Buncombe County could become the first local government in Western North Carolina to pass a nondiscrimination ordinance, pending the outcome of discussions by the county Board of Commissioners. The board will hold the first public reading of the proposal at its regular meeting Tuesday, March 16, with a final vote currently scheduled for Tuesday, April 6.
Counties and municipalities had been forbidden from passing such ordinances by a provision in House Bill 142, a North Carolina law that also repealed House Bill 2 — popularly known as the “bathroom bill” for its requirement that transgender people use facilities corresponding to the gender they were assigned at birth. However, the relevant HB 142 provision expired on Dec. 1; Orange County and several municipalities have since approved nondiscrimination ordinances.
Buncombe’s proposed language, added to the county board’s agenda by Democratic Chair Brownie Newman and Commissioners Jasmine Beach-Ferrara and Parker Sloan, would ban discrimination in employment based on “race, natural hair or hairstyles, ethnicity, creed, color, sex, sexual orientation, gender identity or expression, national origin or ancestry, marital or familial status, pregnancy, veteran status, religious belief or non-belief, age or disability.” The rules would also apply to public accommodations such as restaurants, hotels and homeless shelters (but not bars, which in North Carolina are classified as private clubs.)

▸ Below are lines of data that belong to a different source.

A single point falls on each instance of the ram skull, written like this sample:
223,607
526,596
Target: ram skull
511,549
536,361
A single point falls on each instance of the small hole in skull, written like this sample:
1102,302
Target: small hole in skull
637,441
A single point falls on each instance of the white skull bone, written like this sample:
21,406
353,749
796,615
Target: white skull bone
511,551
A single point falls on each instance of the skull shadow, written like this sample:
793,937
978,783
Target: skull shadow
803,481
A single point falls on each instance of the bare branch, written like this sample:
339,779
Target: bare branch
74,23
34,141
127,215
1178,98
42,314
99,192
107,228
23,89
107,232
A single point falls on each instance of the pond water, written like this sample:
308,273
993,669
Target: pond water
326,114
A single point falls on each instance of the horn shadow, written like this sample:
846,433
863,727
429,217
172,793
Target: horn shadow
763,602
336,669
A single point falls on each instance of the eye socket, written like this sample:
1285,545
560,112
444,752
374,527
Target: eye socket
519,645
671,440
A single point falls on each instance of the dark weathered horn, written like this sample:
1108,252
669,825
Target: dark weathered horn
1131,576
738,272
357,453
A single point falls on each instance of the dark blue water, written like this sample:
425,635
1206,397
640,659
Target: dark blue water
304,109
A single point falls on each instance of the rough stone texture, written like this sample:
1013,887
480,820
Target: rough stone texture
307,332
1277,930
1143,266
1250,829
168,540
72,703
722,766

The potential penalty for violating the ordinance, a $100-per-day civil fine, has been weakened from the $500-per-day fine included in a draft floated by Beach-Ferrara on March 2. If approved, the rules would not go into effect until Thursday, July 1, giving county staff time to develop a process for receiving and investigating discrimination complaints.
In other news
A controversial Pratt & Whitney manufacturing plant returns to the board for a rezoning request. The move would reclassify 11.57 acres of the 100-acre Biltmore Farms parcel slated for the project from R-3 residential to EMP employment, thereby matching the rest of the property. Both Buncombe staff and the county planning board support the zoning change.
Commissioners will also hear presentations regarding Agriculture Awareness Day and the Western North Carolina Regional Air Quality Agency. Another presentation regarding facilities at the Asheville City Schools is scheduled, but no documents were linked to the board’s agenda as of press time.

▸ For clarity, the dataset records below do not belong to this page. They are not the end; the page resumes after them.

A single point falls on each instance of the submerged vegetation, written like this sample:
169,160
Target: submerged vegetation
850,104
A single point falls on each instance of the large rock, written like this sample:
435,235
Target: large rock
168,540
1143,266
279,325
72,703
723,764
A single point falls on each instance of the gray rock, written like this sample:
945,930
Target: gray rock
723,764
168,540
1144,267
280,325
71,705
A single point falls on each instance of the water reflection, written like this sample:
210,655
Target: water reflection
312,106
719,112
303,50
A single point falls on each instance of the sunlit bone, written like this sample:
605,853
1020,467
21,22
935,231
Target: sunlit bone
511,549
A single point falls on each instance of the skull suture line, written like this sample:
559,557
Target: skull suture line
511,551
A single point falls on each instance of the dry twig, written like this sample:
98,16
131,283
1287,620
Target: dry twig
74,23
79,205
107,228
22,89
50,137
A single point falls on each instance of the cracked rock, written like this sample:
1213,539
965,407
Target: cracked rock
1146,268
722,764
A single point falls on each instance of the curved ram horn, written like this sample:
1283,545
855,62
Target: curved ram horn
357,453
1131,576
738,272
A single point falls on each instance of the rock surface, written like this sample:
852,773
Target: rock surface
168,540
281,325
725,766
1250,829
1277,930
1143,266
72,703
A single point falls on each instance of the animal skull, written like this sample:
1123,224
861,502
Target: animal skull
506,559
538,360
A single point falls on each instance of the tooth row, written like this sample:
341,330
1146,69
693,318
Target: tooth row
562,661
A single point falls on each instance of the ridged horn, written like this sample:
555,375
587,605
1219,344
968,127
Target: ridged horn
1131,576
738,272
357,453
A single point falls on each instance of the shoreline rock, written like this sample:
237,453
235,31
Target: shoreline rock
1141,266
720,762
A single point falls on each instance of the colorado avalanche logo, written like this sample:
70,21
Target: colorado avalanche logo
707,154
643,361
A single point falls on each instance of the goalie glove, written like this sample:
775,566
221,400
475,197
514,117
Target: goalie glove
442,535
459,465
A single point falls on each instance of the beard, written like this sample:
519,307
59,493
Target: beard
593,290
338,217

One aspect of the school district’s facilities planning has already drawn questions. ACS has requested $920,000 from Buncombe’s Early Childhood Education and Development Fund to establish four preschool classrooms at Asheville Housing Authority locations after closing existing classrooms at the Asheville Primary School.
In their response to that proposal, members of the county’s Early Childhood and Development Committee pointed to the divide between the district’s worst-in-state racial achievement gaps and claims that its preschool programs were making a difference. “The ACS have operated child care/early childhood programs for many years, but in reality they do not seem to be having the result promoted here,” a question from the committee read. “If funded, how will the results from this grant be different and actually impact the achievement gap through early childhood education?”
Consent agenda and public comment
The board’s consent agenda for the meeting contains seven items, which will be approved as a package unless singled out for separate discussion. Highlights include the following resolutions:
- Reallocating nearly $17,000 from a Dogwood Health Trust grant in support of expanded internet access at county libraries. The money had originally been earmarked for promotion of the 2020 census but was not spent due to COVID-19.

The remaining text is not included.